22 Nisan 2020 22:45
Emel Akal
31 Ekim 1918’de galip devletlerin dayattığı mütareke şartlarını kabul etmeyen asker, sivil pek çok Türkiyeli siyasi aktör, 1919 yılı yaz başında işgal ordularının ve onlarla işbirliği yapmakta olan İmparatorluğun merkezi gücünün, yani Halife Sultanın ve onun hükümetinin elinin yetişemediği kadar uzağa çekildi. Başında Mustafa Kemal’in bulunduğu bir askeri yapının yanında, Anadolu’nun batı illerinde Redd-i İlhak, doğu illerinde Müdafaa-i Hukuk adı altında eşraf, mütegallibe ve aşiretler örgütlendi.
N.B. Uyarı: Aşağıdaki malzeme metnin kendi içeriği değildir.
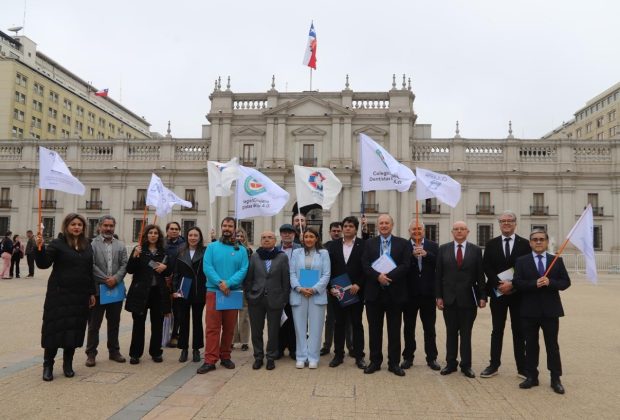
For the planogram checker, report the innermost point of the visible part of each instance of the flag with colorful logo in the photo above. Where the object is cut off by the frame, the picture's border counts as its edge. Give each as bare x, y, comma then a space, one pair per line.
257, 195
316, 186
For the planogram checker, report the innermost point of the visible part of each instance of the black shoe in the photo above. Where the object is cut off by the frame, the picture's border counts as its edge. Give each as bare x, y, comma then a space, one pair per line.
557, 386
372, 368
528, 383
448, 370
48, 374
336, 361
360, 363
433, 365
227, 363
396, 370
206, 367
406, 364
488, 372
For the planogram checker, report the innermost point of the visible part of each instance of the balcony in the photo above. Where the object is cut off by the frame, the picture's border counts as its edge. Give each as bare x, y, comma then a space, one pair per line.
305, 161
48, 204
539, 210
93, 205
485, 209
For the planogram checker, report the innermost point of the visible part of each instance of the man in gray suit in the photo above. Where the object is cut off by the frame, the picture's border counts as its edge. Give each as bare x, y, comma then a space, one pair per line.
459, 289
267, 287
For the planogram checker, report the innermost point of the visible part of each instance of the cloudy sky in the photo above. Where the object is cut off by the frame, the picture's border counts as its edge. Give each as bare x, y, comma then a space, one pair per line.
482, 62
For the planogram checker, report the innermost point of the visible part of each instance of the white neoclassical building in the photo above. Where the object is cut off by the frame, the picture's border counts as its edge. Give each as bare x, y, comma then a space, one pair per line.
546, 182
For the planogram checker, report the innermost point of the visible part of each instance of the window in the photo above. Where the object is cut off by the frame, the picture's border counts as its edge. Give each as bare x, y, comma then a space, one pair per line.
485, 232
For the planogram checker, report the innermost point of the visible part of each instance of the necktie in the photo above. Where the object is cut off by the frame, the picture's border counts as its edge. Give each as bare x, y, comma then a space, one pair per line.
541, 266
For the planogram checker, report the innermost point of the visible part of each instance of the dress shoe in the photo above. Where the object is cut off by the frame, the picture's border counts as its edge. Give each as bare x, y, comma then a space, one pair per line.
227, 363
206, 367
488, 372
117, 357
557, 387
396, 370
48, 373
336, 361
372, 368
433, 365
528, 383
406, 364
448, 370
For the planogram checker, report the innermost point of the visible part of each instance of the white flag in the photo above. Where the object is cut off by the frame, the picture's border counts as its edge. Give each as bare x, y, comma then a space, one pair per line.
162, 198
55, 175
431, 184
316, 186
582, 236
221, 177
257, 195
380, 171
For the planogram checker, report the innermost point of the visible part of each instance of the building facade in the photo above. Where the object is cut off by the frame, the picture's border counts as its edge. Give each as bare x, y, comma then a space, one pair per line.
40, 99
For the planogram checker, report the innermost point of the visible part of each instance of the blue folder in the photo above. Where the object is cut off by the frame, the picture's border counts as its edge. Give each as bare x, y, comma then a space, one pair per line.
115, 294
234, 300
308, 278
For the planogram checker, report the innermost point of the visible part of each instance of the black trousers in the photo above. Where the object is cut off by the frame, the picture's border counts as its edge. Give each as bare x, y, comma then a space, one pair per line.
550, 327
375, 313
459, 323
499, 312
153, 305
183, 309
348, 316
112, 312
258, 311
426, 306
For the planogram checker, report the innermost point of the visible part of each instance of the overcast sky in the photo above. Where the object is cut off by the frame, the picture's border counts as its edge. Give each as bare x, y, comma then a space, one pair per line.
480, 62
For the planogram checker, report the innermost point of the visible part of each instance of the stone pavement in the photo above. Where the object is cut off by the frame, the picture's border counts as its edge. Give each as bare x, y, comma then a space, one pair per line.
589, 343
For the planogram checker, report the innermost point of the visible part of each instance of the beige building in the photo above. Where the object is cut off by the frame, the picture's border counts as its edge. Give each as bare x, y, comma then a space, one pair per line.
599, 119
40, 99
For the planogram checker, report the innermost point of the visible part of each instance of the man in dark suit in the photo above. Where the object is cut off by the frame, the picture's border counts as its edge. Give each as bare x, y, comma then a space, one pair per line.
541, 307
421, 287
385, 294
500, 254
345, 255
267, 287
459, 289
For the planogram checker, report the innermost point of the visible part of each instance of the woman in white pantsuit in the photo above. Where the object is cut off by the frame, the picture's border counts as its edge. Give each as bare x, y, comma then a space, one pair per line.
309, 303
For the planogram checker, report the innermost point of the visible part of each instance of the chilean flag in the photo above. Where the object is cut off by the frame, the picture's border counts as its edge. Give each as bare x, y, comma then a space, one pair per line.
103, 93
310, 56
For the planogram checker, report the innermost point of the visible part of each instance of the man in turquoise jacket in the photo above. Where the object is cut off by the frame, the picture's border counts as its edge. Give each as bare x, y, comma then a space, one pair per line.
225, 264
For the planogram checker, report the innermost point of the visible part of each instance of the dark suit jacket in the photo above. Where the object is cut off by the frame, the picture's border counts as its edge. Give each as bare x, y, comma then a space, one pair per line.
353, 267
276, 282
494, 260
453, 284
422, 283
540, 302
400, 251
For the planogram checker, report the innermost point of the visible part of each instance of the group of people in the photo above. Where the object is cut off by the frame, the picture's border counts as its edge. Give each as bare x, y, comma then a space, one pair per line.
12, 250
290, 285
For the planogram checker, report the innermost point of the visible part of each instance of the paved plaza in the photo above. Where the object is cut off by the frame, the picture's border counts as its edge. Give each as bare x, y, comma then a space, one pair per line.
589, 343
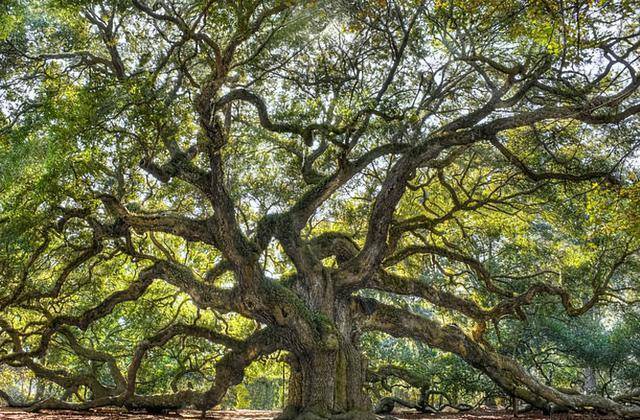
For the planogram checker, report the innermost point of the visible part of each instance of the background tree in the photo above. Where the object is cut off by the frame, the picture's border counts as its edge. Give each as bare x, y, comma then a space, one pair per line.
190, 186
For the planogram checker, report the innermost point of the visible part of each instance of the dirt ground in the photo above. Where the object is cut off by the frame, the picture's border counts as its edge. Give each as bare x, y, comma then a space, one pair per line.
116, 414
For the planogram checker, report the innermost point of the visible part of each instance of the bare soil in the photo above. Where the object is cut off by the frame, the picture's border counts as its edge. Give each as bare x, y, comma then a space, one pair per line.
118, 414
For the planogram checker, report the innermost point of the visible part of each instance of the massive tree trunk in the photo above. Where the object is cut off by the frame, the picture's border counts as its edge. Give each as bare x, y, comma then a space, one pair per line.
328, 369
Toplanan Erzurum ve Sivas Kongreleri ile direniş kararlılığı tepe noktasına vardı. Anadolu’daki bu toplanma ve karar alma süreçlerinin incelenmesi, bir toplumsal direnişin hangi aşamalardan geçerek örgütlendiğini anlatan bir laboratuvar gibidir.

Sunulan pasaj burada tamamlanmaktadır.